Hari Minggu (1/10) saya kembali mengawali bulan kesepuluh dengan membuka pengalaman dan kawan baru. Mengamanahkan diri untuk survei pengungsi korban terdampak perubahan status aktivitas Gunung Agung, Bali membukakan perjalanan di bulan ini. Meski pelbagai hal diawal sempat mengganjal namun tak menyurutkan diri untuk mengabdi. Sudah terlanjur dan memang saya menyukai kegiatan ini kemudian saya coba untuk mengekspresikan lewat MAHAGANA (Mahasiswa Tanggap Bencana) di kampus. Sudah pelbagai kegiatan kebencanaan saya terjun ke lokasi langsung, namun kali ini berbeda, ya saya sendiri. Namun karena sudah berniat sejak awal, akhirnya saya tetap terjun ke Bali untuk melihat secara langsung kondisi terkini Gunung Agung yang sudah berstatus awas sejak sebulan terakhir. Awalnya "digoda" dengan pelayanan bus yang tidak profesional sehingga memakan waktu saya banyak di perjalanan menuju Pulau Dewata. Hampir satu hari saya menghabiskan waktu di dalam bis.
Disambut dengan tenda-tenda pengungsi milik organisasi kemanusiaan dan pakaian yang dijemur di lapangan gor, saat sampai disana. Warna biru tenda milik BNPB mendominasi di lapangan yang cukup luas itu. Langsung saja kami menuju pos pusat BNPB untuk mengetahui data yang sebenarnya. Kami menanyakan data pengungsi dan logistik yang berada di pos pengungsian ini. Dilansir juga di GOR ini merupakan posko pegungsian terbesar. Kamera telepon genggam siap untuk menangkap gambar dan data yang ada. Terdata 20 ribu jiwa yang mengungsi di daerah ini semakin meningkatkan rasa bersyukur. Pelbagai bantuan amanah dari kawan-kawan kampus dengan bahagia diterima dan siap disalurkan disana. Di lahan parkir yang disediakan juga banyak terparkir mobil-mobil televisi nasional yang sedang meliput secara langsung kegiatan pengungsian di sana. Begitu pula silih berganti mobil TNI ataupun relawan yang membawa bantuan logistik, baik itu dari kawan mahasiswa maupun organisasi kerelawanan lainnya. TErlihat pula bule yang ikut membantu disana. Hal tersebut membuktikan bahwa meskipun Gunung Agung sedang mengalami perubahan status namun pariwisata di Bali masih aman dan tidak terganggu. Malah oleh para bule digunakan sebagai ajang peduli sesama.
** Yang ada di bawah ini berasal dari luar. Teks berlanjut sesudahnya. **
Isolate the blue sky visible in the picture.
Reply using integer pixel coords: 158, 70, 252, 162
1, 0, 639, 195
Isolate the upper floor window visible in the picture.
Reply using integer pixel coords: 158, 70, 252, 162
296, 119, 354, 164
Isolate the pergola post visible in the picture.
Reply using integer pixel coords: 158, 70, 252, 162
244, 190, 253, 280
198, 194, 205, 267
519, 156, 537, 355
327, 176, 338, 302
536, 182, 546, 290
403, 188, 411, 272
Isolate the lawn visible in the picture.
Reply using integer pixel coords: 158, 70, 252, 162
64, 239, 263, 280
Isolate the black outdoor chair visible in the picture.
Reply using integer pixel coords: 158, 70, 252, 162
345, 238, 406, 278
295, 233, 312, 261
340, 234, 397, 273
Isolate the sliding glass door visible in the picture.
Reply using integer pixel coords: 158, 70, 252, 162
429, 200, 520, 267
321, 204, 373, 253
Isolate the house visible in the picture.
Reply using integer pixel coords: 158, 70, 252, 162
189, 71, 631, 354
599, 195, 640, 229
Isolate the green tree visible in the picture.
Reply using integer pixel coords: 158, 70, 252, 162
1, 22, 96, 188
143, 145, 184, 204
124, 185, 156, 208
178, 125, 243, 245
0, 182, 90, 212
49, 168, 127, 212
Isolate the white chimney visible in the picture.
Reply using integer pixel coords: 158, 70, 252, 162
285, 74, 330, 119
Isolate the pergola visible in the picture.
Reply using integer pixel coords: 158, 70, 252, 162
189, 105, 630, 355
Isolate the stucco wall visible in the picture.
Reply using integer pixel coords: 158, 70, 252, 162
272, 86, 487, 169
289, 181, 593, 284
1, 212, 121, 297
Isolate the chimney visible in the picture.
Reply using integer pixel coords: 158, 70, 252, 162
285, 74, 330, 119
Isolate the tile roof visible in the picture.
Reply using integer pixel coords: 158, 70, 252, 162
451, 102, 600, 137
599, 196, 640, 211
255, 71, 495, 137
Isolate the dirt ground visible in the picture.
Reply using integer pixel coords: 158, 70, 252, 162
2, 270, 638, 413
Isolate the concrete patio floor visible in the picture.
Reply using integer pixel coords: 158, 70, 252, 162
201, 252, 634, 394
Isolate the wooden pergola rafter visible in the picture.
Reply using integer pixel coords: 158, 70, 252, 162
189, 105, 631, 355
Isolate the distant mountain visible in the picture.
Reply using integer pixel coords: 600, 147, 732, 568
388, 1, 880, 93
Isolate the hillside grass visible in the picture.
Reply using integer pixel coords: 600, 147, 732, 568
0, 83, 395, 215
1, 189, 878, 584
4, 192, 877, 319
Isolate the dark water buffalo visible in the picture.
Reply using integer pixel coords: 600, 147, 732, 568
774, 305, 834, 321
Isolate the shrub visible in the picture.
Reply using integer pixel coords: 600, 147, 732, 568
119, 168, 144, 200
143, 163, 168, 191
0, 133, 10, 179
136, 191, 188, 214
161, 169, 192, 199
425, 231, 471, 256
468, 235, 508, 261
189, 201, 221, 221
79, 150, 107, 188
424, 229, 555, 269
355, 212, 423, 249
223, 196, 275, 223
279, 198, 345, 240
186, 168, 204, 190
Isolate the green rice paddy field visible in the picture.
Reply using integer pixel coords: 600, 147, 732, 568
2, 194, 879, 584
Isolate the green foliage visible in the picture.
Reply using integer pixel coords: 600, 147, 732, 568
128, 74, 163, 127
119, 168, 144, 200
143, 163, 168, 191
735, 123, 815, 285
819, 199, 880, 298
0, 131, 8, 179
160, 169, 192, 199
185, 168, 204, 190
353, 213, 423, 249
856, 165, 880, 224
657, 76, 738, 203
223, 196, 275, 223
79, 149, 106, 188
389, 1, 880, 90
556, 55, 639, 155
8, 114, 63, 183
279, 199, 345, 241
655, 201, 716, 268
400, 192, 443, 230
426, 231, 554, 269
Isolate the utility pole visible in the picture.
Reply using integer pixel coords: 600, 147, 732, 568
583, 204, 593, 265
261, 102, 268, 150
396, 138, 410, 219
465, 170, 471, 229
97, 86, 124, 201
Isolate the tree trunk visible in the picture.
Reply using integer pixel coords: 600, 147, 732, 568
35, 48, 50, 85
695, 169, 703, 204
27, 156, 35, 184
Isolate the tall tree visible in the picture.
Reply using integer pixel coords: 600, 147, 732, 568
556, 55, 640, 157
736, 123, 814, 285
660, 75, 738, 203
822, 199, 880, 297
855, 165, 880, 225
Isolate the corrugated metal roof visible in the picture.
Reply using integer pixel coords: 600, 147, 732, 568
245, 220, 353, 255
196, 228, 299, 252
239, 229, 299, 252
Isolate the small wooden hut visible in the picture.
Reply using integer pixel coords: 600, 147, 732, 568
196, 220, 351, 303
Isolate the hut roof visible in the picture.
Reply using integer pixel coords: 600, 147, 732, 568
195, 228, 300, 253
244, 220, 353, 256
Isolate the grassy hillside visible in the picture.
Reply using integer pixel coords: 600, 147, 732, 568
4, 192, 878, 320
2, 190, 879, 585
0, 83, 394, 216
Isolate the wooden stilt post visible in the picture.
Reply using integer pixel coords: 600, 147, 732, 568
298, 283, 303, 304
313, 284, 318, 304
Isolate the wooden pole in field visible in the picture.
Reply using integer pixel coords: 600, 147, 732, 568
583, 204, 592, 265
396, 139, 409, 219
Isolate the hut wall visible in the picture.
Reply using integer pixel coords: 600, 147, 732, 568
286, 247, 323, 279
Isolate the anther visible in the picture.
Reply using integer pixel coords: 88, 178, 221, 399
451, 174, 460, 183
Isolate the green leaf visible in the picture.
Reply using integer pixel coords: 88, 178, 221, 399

Suasana riuh membuat kaki ingin melihat kondisi anak-anak pengungsi disana. Terlihat didepan pintu gor kerumunan anak sedang berjoget dan mendengarkan musik dari orgen. Waah! Seakan tak percaya dengan ucapan mc bahwa ada Kak Seto (ketua Lembaga Perlindungan Anak Indonesia) juga datang dan meresmikan pojok baca untuk anak-anak di pengungsian. Sekali mendayung tiga, empat pulau terlampaui tak sengaja saya bertemu dan ngobrol sejenak dengan orang yang ingin saya temui. Memiliki misi yang sama menjadikan beliau sebagai gambaran untuk melukiskan keinginan dimasa depan. Selain itu teryata di GOR ini telah dihadiri oleh banyak orang penting negeri ini, seperti Presiden Jokowi, Mensos Khofifah, hingga bupati Kabupaten Klungkung.
Meski singkat, terima kasih Bali dengan segala keterbukaan, keberagaman, dan hal yang tak terduga-duga. Saya akan kemBali lagi.